La recherche dans le domaine de l’IA avance à très grande vitesse, tandis que les environnements juridiques, sociaux et éthiques qui devraient l’encadrer évoluent très lentement. Jusqu’où peut aller l’autonomie d’une machine et son pouvoir de décision ? En cas d’accident, qui porte la responsabilité ? Et qui décide des valeurs inculquées aux machines durant ce qu’on appelle leur « apprentissage » ? Ces questions, parmi bien d’autres, restent aujourd’hui sans réponse.

On a constaté, par exemple, que des algorithmes formés au langage humain ordinaire avaient acquis des préjugés fondés sur des stéréotypes à partir de données textuelles présentes dans notre culture de tous les jours. Comment ne pas s’inquiéter du danger de voir apparaître des machines au comportement discriminatoire, raciste ou hostile ?

Il y a des raisons de s’inquiéter à bien d’autre égards aussi : protection de la vie privée et publicité ciblée sur l’Internet ; liberté d'expression et algorithmes de censure ; journalisme automatisé et monopole de l'information...

Même si la recherche fondamentale en la matière est, dans l’ensemble, motivée par le bien-être, des dérives involontaires, mais volontaires aussi, sont toujours possibles. C’est la raison pour laquelle il est impératif de s’assurer que cette technologie se développe suivant des normes éthiques rigoureusement établies.

Que peut faire l’UNESCO sur ce plan ?

Si nous voulons tirer le meilleur parti des possibilités offertes par l’IA pour le monde entier, nous devons veiller à ce qu’elle soit au service de l'humanité, dans le respect de la dignité et des droits de l'homme.

Or, aucun cadre éthique international, s'appliquant à l'ensemble des développements et des applications de l'IA, n’existe à l’heure actuelle. 

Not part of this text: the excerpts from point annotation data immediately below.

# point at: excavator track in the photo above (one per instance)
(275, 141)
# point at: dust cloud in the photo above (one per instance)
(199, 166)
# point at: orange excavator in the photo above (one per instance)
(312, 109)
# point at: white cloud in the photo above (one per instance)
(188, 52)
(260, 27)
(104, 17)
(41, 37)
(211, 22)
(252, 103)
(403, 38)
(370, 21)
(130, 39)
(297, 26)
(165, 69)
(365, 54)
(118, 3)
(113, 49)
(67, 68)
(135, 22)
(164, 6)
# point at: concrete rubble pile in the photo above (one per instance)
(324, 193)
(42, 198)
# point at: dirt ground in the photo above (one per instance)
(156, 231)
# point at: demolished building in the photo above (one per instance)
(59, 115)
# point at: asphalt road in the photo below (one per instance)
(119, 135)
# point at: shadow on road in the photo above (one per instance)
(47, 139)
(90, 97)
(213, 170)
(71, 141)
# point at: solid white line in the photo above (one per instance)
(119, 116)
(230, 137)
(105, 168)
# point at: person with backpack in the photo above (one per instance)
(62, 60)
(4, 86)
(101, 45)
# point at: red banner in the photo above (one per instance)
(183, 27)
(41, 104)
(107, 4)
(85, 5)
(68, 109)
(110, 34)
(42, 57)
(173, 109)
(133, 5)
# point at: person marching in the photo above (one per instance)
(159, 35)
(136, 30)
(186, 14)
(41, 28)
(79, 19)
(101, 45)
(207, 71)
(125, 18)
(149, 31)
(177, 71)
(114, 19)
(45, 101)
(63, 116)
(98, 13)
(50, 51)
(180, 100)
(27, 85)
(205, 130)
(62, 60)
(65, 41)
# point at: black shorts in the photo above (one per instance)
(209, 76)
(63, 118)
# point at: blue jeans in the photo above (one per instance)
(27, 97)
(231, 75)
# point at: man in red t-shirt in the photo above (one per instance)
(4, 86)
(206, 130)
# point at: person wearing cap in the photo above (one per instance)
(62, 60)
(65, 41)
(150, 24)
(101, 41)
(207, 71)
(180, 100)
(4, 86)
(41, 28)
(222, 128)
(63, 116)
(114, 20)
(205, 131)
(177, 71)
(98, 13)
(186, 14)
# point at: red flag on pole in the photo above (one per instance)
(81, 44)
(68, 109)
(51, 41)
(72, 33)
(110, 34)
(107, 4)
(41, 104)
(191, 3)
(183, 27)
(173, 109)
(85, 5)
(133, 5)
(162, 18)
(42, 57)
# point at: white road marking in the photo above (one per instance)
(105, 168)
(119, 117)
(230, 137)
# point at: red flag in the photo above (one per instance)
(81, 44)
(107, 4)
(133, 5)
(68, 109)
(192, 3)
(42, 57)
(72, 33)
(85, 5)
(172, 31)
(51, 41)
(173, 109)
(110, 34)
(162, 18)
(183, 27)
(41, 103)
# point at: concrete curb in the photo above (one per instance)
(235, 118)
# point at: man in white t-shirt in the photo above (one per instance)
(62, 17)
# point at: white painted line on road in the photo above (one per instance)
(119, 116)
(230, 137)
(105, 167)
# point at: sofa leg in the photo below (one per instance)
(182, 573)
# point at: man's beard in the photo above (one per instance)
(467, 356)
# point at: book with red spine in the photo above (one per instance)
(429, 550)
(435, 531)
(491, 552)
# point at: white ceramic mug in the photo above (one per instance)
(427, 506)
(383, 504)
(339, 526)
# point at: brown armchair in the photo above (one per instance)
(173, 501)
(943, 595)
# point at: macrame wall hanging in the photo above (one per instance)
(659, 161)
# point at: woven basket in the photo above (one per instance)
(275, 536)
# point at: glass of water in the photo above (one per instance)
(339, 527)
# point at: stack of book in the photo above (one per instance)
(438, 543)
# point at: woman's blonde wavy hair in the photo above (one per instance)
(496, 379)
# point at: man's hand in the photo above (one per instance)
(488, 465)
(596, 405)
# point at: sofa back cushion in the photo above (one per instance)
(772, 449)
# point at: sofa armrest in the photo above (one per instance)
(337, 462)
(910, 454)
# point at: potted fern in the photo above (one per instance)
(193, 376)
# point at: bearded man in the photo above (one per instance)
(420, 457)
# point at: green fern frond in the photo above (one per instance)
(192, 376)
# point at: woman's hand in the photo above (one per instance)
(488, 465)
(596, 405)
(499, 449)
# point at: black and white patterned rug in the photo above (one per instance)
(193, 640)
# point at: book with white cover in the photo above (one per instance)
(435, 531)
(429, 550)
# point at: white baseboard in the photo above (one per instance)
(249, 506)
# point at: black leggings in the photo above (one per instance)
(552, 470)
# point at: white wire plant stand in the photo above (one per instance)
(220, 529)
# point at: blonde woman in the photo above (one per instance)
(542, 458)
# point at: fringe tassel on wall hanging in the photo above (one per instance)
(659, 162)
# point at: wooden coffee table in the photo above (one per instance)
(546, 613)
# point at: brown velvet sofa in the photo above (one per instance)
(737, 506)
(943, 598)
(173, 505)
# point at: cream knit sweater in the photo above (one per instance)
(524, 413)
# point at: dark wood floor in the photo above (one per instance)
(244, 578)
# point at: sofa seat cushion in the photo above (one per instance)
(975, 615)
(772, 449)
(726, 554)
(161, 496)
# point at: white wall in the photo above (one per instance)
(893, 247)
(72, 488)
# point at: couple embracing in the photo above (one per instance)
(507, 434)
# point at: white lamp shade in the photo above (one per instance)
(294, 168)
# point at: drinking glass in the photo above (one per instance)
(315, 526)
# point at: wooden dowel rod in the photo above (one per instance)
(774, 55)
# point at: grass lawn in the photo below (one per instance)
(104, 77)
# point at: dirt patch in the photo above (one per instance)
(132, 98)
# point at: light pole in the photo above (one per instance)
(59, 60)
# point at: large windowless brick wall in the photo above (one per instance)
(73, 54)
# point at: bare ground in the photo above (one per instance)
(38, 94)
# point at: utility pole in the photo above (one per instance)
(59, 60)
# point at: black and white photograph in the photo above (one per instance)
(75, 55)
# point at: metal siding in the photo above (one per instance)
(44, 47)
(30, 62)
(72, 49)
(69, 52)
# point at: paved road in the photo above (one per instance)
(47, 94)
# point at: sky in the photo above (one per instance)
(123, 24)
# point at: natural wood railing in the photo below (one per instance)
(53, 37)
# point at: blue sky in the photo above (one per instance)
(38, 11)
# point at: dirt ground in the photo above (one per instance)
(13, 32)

L’UNESCO est ce forum universel unique qui dispose d’une expérience de plus de vingt ans dans l'élaboration d’instruments internationaux relatifs à la bioéthique et à l'éthique des sciences et des technologies*. Elle peut également s’appuyer sur deux organes consultatifs d'experts qui travaillent activement sur ces questions : la Commission mondiale d'éthique des connaissances scientifiques et des technologies (COMEST) et le Comité international de bioéthique (CIB).

Il est de notre responsabilité de mener un débat universel et éclairé – pas un débat technique, mais bien éthique – afin d’entrer dans cette nouvelle ère les yeux grands ouverts, sans sacrifier les valeurs qui sont les nôtres et permettre, si les États membres le souhaitent, d’aboutir à un socle commun de principes éthiques.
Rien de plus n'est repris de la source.